Add lexical to your Cargo.toml:

[dependencies]
lexical = "^2.1"

And get started using lexical:

extern crate lexical;

// Number to string
lexical::to_string(3.0);            // "3.0", always has a fraction suffix, 
lexical::to_string(3);              // "3"

// String to number.
let i: i32 = lexical::parse("3");            // 3, auto-type deduction.
let f: f32 = lexical::parse("3.5");          // 3.5
let d = lexical::parse::<f64, _>("3.5");     // 3.5, explicit type hints.
let d = lexical::try_parse::<f64, _>("3.5"); // Ok(3.5), error checking parse.
let d = lexical::try_parse::<f64, _>("3a");  // Err(Error(_)), failed to parse.

Lexical's parsers can be either error-checked and unchecked. The unchecked parsers continue to parse until they encounter invalid data, returning a number was successfully parsed up until that point.
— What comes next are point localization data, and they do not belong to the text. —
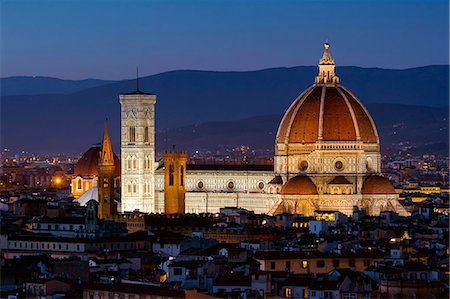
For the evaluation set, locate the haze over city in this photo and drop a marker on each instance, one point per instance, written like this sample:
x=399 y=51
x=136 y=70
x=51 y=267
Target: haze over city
x=108 y=39
x=224 y=149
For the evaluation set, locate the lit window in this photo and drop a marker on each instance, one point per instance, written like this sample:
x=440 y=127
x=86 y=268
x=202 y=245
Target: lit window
x=146 y=134
x=171 y=171
x=288 y=292
x=304 y=264
x=132 y=133
x=182 y=176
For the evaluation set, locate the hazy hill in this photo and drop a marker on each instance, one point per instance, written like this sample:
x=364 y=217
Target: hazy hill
x=26 y=85
x=423 y=127
x=71 y=122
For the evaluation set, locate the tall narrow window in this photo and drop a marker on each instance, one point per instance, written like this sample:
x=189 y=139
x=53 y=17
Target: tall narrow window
x=146 y=134
x=171 y=171
x=132 y=134
x=181 y=176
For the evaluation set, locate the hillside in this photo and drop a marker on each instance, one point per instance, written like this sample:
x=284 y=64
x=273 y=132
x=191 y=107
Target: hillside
x=71 y=122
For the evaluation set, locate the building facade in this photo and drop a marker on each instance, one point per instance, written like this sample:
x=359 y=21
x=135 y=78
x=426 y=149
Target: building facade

The unchecked parsers explicitly wrap on numeric overflow. This is somewhat analogous to C's strtod, which may not be desirable for many applications. Therefore, lexical also includes checked parsers, which ensure the entire buffer is used while parsing, without discarding characters, and that the resulting number did not overflow. Upon erroring, the checked parsers will return the an enum indicating overflow or the index where the first invalid digit was found.
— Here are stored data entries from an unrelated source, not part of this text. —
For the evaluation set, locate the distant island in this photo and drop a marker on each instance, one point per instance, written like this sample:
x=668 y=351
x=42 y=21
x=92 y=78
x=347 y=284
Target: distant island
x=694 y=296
// This will return Err(Error(ErrorKind::InvalidDigit(3))), indicating 
// the first invalid character occurred at the index 3 in the input 
// string (the space character).
let x: i32 = lexical::try_parse("123 456");

// This will return Ok(123), since that is the value found before invalid
// character was encountered.
let x: i32 = lexical::parse("123 456");

For floating-points, Lexical also includes parse_lossy and try_parse_lossy, which may lead to minor rounding error (relative error of ~1e-16) in rare cases (see implementation details for more information), without using slow algorithms that lead to serious performance degradation.

let x: f32 = lexical::parse_lossy("3.5");       // 3.5
let x: f32 = lexical::try_parse_lossy("3.5");   // Ok(3.5)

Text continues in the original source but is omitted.